When we asked chefs to tell us about their favorite long-lost restaurants, most sent a paragraph or two, but Foreign Cinema chef and SF native Gayle Pirie sent us a whole essay—coincidentally, about Hippo Burger, whose former employees we also profiled for our Classics Week Power Hour. So here's a little Hippo Burger bonus content from Pirie, who spent much of her childhood there.
The Hippopotamus Hamburger Restaurant, a truly psychedelic urban weeknight go-to diner, was possibly the most Warhol-esque of all "pop" restaurants, a truly original vision from native Jack Falvey, a San Francisco original. The vast interior sported giant reliefs of papier-mâché boy-and-girl hippos by artist Wolo, on the east and west walls, and the "subtle" purple, pink and orange color scheme, in big swatches with undulating conical stripes, deeply imprinted my most inner child growing up in San Francisco. Like the Fun House at the Beach, Hippo Burgers continues to haunt my adult style, in the old San Francisco, the cow town, I feel in my blood stream. Here quality, humor, the bohemian life all came together. The interior was like a child's fairytale book, as Wolo was a local book illustrator and puppeteer.
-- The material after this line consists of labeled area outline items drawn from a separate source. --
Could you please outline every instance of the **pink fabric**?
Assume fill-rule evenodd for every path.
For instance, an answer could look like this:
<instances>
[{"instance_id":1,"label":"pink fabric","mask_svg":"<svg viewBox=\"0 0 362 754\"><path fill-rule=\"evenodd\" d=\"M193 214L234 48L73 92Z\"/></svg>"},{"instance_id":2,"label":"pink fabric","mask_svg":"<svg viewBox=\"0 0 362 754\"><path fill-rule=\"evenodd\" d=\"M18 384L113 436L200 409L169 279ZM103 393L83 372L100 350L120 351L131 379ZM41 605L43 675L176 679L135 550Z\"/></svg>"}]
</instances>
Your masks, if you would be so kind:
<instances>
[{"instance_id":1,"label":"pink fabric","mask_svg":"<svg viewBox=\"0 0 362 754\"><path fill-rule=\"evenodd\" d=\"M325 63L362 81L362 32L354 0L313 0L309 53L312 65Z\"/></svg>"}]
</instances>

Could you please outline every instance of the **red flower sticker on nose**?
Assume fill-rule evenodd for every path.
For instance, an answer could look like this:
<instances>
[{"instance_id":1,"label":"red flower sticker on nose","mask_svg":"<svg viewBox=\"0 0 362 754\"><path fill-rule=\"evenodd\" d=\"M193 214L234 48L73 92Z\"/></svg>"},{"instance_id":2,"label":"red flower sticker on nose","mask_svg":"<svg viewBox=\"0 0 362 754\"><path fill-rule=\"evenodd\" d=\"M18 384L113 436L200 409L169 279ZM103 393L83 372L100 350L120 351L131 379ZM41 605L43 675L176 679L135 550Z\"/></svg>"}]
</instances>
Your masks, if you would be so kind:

The Hippopotamus Hamburger on Van Ness was a frequent stop for my single mom, who was raising her daughter in the Herb Caen, 7 by 7, tiny metropolis in the late '60s and '70s. The Hippo Burgers had it all: non-stop signature burgers including The Cannibal Burger, a raw burger with raw onions and raw parsley; The Sundae Burger, with ice cream, hot fudge and pickles ("don't knock it until you try it," said the menu); The French Connection Burger, with "a brown onion sauce with vermouth in the French style"; Welsh Rarebit; homemade coleslaw; a "California Casserole." And, for a whopping $110.65 (clearly a joke, since the prices ranged from $1.65 to $2.10), the Liberationburger: a whole roast chauvinist pig cooked chaud-fraud—sliced thin—on a waterbed, served by a California girl with bunches of wild organics on sliced rye. Served by a streaker, add 25 cents. It was kind of like Laugh-In, the NBC cultural satire variety show. Everyone ate there: celebs, politicos, local families, singles on the prowl, out-of-town grandmothers.
A huge copper hood, centrally placed over the long U-shaped bar, was an expensive and gorgeous detail few can pull off today. The owner had a penchant for world-class detail, wrapped in whimsy and sealed with tongue-in-cheek humor.
Aside from the colorful atmosphere, there was kid bling: tiny stuffed purple and pink hippos and other animals in the glass case below the cashier, all designed by Wolo, coveted by children of all ages, and as good as any dessert Hippo offered.
Finally, who can deny the absolute earnestness atop the menu: "If you are not thoroughly happy with your burger, let your server know, and we will replace it immediately!"
Humor, fantasy, quality, and a love of their mission: all of it was the embodiment of this cherished SF restaurant treasure.